I agree with two of the ideas above:
It makes sense to me that defining which subcontractors provide what
categories of steel items, among other construction components in a project,
is an excellent idea.
Mark Gilligan however makes very sound points that the structural engineer
is the wrong party to be defining roles among the contractors. The same is
true for any design professional. Designers design, and builders build,
including management of construction personnel and processes.

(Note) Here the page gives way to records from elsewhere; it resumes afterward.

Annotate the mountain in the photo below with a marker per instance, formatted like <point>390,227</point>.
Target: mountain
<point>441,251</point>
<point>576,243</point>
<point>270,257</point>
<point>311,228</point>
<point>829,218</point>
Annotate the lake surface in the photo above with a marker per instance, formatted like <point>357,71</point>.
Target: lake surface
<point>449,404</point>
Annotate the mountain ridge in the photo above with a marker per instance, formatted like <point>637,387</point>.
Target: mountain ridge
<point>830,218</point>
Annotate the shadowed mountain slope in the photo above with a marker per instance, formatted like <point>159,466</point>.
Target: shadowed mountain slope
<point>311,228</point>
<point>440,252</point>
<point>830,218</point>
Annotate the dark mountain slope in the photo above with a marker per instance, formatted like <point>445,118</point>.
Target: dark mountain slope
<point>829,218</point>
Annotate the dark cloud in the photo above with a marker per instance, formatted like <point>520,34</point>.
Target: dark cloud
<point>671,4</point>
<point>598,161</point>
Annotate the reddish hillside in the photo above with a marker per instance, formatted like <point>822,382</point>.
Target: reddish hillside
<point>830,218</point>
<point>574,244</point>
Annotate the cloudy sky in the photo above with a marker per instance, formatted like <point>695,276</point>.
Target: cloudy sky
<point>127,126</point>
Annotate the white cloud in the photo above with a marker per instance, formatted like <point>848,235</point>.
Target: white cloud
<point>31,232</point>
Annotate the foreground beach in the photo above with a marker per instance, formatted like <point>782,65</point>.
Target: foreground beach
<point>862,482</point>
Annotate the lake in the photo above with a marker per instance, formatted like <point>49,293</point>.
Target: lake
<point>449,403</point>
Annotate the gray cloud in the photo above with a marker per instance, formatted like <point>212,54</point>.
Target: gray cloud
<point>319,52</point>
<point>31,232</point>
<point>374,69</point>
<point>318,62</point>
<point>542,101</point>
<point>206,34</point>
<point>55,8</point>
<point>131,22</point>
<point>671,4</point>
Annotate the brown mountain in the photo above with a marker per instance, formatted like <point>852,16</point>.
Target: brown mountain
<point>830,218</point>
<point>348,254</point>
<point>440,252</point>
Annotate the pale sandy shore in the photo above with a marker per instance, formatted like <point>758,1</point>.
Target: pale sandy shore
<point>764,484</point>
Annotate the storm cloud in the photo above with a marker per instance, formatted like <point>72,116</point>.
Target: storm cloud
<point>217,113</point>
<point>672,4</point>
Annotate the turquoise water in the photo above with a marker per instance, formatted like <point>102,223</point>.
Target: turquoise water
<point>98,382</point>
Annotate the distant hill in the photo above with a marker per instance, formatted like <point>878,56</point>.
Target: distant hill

The solution is for each general contractor who is bidding the job to assign
responsibilities among the subcontractors according to his own arrangements
and understandings with them, and to make such assignments definite and
unambiguous. The manner in which this would be carried out is a matter for
the contracting industry to resolve according to its own needs.
The most that the contract documents might undertake is to require
submission by each bidding contractor of a report of his subcontractor's
roles, somewhat akin to submitting shop drawings. But I would hope this
would be seen as a disrespectful hand-holding attempt and as an incursion
into what is none of the design professional's business.